The clip shows a reproduction of the island in three dimensions and how lava could advance, according to the predictions of the Geological and Mining Institute.
“At first he walked to 700 meters per hour, but then he has slowed 150 meters per hour and even less. From everything, everything is an unknown. I hope you stay there,” says Victorio Pérez, conductor of space.
The video then teaches the arrival of the Lava tongue to the Atlantic, at which time the presenter appears on a small platform in the middle of the ocean.
He explains: “It’s as if we mix boiling oil with water. At this time a cloud is generated, which is mostly water vapor, but it can also contain hydrochloric acid and fragments of volcanic glass”.
The piece does not end there, but it continues with the marine background.
Victorio Pérez reappears within a glass capsule to relate how algae and small crustaceans will die if the eruption reaches the water, although he points out that the recovery of life in the area “can be rapid”.
The RTVC video explaining with reality increased details of the eruption of the volcano in La Palma has been very applauded in social networks.

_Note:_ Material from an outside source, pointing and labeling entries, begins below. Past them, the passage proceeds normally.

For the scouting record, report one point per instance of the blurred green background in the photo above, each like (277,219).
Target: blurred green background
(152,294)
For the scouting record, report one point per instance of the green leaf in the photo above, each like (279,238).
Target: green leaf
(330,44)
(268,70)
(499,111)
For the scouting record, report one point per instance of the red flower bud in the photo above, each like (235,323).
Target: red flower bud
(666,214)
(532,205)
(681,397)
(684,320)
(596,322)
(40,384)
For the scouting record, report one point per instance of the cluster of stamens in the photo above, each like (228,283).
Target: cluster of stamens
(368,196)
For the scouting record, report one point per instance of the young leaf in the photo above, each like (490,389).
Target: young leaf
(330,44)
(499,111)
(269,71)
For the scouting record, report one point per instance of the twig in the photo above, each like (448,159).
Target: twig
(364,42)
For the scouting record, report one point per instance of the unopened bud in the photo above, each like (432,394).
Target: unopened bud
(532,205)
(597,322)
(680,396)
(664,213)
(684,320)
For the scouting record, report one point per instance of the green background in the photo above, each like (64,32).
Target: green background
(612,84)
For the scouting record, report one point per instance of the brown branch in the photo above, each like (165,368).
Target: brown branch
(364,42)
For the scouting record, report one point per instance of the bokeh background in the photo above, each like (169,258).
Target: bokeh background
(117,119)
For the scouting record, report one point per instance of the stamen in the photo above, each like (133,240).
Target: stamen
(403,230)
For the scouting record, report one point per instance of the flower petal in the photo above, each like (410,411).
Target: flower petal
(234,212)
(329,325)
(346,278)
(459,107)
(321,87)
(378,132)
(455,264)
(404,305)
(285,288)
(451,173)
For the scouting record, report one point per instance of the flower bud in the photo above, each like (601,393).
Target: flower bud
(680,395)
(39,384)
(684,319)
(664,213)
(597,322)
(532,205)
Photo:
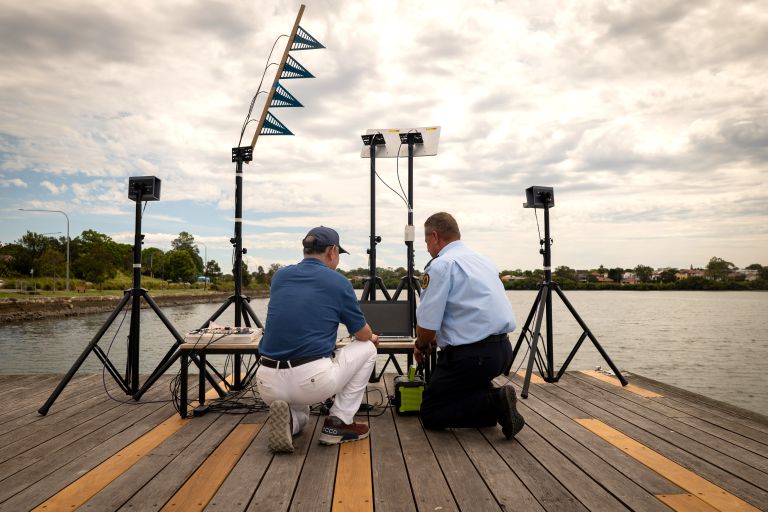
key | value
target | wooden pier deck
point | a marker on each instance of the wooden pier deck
(588, 445)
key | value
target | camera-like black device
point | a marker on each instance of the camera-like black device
(539, 197)
(146, 187)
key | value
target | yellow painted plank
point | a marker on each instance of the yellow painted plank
(203, 484)
(535, 378)
(84, 488)
(703, 489)
(88, 485)
(685, 503)
(353, 491)
(629, 387)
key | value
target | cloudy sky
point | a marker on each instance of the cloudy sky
(649, 119)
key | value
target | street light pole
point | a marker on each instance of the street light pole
(65, 215)
(205, 266)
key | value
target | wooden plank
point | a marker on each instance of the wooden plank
(141, 474)
(669, 430)
(504, 483)
(430, 489)
(52, 473)
(200, 488)
(701, 406)
(276, 488)
(354, 488)
(630, 481)
(24, 416)
(45, 437)
(390, 477)
(722, 423)
(685, 503)
(180, 464)
(314, 491)
(95, 480)
(37, 468)
(658, 413)
(632, 388)
(466, 483)
(237, 490)
(535, 377)
(572, 391)
(706, 491)
(555, 482)
(722, 432)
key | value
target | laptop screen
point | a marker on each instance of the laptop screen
(388, 318)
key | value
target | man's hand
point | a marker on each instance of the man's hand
(422, 346)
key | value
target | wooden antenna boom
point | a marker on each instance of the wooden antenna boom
(277, 76)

“These people play on another television league,” shared a user on Twitter.
“It’s the best thing I’ve seen in a long time,” he said another.
There were those who congratulated the autonomic chain, but also those who took advantage of the occasion to make a joke about it.
“I would add a shark that eaten the presenter,” he proposed a whitero.
“It has only been lacking that the explorer or marshall of the Canine patrol leave,” said another.
Other people spoke of the Victorio Pérez capsule and the fact that he remained for half a silent at the end of the video.
The use of increased reality is not a novelty at one hour less.
The program had already used this technology on other occasions to illustrate your information.
For example, last June resorted to it to give advice when preventing fires in the field in summer.
The Twitter account of the format created on Friday, September 24, a thread to collect several explanatory videos related to the catastrophe in La Palma.
The augmented reality teaches how the volcano’s mouths were formed and the possible effects of the smoke column that generates the eruption, among other details.